Step 6: Follow Through and Complete Swing
After making contact with the ball the final thing to complete your swing is to follow through. Think of the follow through as the opposite of the backswing. The follow through should be a smooth continuation of the motion from swinging after hitting the ball. Your follow through should finish at roughly the same height as your backswing. If you were to lay the club flat on the front at the peak of your follow through it should be parallel if to your club if you laid it flat on the ground at the peak of your backswing. Only once you've finished your follow through it is alright to lift your head and check to see where the ball has gone.
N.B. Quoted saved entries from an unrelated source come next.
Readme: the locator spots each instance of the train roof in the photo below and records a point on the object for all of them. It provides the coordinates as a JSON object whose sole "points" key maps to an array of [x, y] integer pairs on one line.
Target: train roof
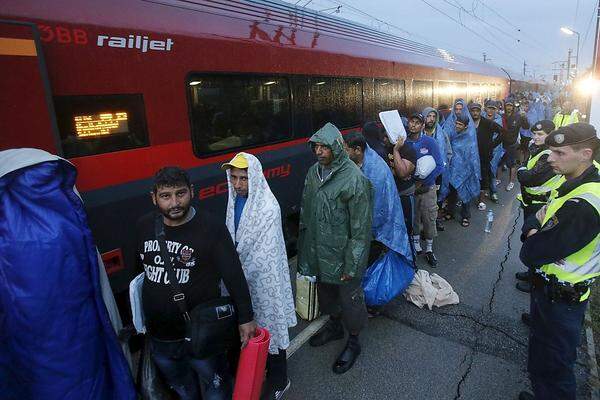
{"points": [[230, 22]]}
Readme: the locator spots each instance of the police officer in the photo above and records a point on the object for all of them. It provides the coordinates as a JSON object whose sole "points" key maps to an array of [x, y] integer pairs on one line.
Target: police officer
{"points": [[562, 243], [537, 180]]}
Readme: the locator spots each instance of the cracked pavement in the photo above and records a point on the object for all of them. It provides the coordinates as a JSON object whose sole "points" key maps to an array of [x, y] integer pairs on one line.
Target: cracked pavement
{"points": [[473, 350]]}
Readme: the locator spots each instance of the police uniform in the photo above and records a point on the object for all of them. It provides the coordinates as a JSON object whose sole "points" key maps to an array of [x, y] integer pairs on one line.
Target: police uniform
{"points": [[565, 254], [537, 178]]}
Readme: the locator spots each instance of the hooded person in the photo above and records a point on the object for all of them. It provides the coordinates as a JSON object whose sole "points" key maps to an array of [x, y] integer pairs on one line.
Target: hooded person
{"points": [[374, 135], [253, 219], [388, 226], [56, 337], [334, 240], [433, 129], [465, 172]]}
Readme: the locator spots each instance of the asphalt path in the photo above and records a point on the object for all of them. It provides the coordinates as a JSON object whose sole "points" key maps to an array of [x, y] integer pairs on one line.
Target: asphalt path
{"points": [[474, 350]]}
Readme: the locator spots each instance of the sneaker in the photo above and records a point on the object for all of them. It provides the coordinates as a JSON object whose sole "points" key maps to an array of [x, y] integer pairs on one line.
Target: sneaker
{"points": [[431, 260]]}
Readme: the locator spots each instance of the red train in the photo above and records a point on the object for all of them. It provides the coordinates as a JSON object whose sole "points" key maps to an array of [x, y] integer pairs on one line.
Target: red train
{"points": [[122, 88]]}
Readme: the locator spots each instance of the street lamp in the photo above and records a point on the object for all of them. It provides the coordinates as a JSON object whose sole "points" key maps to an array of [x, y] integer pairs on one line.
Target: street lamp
{"points": [[570, 32]]}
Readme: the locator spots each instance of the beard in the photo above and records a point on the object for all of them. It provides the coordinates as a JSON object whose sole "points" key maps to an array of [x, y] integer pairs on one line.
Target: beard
{"points": [[176, 213]]}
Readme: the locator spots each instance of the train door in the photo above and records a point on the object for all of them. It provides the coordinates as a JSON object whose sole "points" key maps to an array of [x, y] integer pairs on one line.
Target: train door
{"points": [[26, 108]]}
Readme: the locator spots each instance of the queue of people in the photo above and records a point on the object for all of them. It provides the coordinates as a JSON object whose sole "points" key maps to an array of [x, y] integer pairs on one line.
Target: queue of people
{"points": [[363, 197]]}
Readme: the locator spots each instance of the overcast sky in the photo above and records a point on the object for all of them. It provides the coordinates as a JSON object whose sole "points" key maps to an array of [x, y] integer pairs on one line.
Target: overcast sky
{"points": [[490, 26]]}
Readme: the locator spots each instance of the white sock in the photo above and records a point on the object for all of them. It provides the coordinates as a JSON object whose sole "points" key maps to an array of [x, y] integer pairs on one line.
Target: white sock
{"points": [[428, 245], [417, 242]]}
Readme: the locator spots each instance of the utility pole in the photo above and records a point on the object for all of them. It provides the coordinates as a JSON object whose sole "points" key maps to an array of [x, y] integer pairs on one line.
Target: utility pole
{"points": [[569, 65]]}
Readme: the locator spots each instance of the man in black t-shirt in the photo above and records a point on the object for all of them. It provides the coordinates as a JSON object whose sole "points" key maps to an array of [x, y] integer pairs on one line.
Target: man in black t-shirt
{"points": [[202, 254]]}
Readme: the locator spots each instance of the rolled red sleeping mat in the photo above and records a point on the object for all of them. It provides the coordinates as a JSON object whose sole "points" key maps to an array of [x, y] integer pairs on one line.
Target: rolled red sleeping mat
{"points": [[251, 368]]}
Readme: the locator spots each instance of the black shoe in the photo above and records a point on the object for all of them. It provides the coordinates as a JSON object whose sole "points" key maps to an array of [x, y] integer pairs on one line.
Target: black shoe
{"points": [[348, 357], [523, 276], [431, 260], [524, 286], [439, 225], [275, 394], [333, 330], [526, 396]]}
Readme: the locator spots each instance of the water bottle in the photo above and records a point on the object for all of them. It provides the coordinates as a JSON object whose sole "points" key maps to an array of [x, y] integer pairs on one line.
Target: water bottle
{"points": [[489, 222]]}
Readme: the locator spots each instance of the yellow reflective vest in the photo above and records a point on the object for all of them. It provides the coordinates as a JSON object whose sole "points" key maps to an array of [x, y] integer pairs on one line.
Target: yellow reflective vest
{"points": [[540, 194], [561, 119], [585, 263]]}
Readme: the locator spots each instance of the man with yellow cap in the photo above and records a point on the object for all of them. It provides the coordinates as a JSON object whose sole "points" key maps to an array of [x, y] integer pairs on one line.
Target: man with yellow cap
{"points": [[254, 221], [562, 245]]}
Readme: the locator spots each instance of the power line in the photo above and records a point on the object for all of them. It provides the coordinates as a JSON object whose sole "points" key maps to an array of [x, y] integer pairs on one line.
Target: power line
{"points": [[357, 11], [461, 8], [533, 40], [469, 29]]}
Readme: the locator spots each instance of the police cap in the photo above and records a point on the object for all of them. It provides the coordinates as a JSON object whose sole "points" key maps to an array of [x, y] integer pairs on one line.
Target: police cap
{"points": [[571, 134], [544, 125]]}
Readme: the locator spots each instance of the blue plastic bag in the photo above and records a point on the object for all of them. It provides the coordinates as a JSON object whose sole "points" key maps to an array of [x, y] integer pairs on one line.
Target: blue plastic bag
{"points": [[386, 278]]}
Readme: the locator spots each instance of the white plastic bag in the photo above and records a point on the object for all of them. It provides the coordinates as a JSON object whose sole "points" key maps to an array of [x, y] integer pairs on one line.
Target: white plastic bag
{"points": [[135, 298]]}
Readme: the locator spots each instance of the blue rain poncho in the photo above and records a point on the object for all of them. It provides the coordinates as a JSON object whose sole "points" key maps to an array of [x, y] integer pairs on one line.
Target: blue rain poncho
{"points": [[443, 142], [388, 218], [56, 338], [464, 171]]}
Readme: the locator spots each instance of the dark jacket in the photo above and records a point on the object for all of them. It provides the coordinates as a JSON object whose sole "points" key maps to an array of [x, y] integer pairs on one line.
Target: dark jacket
{"points": [[540, 173], [575, 225], [512, 125], [485, 138]]}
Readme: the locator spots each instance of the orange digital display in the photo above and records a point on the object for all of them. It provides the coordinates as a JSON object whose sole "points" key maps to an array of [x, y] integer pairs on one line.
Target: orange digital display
{"points": [[103, 124]]}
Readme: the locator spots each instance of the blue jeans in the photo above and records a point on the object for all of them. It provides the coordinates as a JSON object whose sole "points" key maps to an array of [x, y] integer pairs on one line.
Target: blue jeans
{"points": [[182, 372], [553, 339]]}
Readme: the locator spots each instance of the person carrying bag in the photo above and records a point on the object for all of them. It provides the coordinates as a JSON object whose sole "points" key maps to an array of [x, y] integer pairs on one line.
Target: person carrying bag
{"points": [[185, 255]]}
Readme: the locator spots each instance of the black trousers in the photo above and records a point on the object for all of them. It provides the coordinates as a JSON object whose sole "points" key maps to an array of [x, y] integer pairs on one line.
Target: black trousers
{"points": [[277, 369], [554, 336]]}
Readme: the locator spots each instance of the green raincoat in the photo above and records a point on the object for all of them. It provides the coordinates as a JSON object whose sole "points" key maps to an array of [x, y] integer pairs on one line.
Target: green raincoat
{"points": [[335, 216]]}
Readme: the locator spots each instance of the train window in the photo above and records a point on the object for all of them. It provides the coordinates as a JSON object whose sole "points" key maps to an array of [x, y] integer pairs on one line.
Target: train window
{"points": [[236, 111], [389, 95], [422, 95], [445, 93], [100, 123], [337, 100], [461, 91]]}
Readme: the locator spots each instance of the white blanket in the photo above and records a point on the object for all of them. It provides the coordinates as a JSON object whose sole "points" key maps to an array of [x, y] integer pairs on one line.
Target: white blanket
{"points": [[261, 248], [430, 290]]}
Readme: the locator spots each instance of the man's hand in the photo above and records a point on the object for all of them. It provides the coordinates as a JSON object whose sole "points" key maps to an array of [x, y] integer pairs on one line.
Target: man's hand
{"points": [[541, 214], [247, 332], [399, 144], [532, 232]]}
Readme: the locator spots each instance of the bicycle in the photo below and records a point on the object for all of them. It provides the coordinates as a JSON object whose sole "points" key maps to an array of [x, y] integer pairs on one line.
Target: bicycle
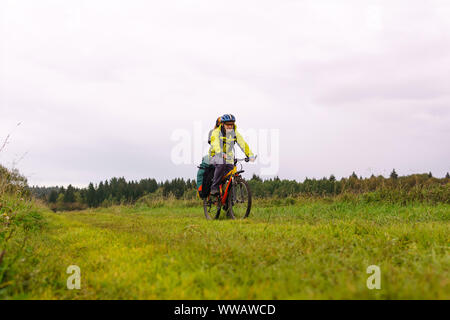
{"points": [[234, 196]]}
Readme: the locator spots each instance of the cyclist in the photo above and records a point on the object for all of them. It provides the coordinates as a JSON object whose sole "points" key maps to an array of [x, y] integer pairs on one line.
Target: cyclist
{"points": [[221, 152]]}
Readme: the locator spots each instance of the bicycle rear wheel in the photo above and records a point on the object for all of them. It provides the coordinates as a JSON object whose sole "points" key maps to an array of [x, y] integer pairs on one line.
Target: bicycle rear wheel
{"points": [[211, 209], [240, 199]]}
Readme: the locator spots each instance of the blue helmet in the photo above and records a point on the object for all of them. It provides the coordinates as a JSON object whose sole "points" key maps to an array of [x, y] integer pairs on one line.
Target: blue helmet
{"points": [[227, 118]]}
Step 7: Practice and Perfect Swing
The only way to get good at any golf shot is to spend hours practicing it. Through spending lots of time practicing you can get to a point where you know exactly what you need to do to fix your swing. Early on will be challenging because you won't know exactly what you're doing but overtime you can build up a feel for your swing. Although it does take lots of time to develop the muscle memory required to hit perfect shots on a consistent basis when you do it a good shot how you intended it is very satisfying. The few shots you hit well is what will drive you to keep trying to replicate the same shot or swing since you've proven at least once you're capable of doing well. It is a grind but it pays off to those who work hard at it.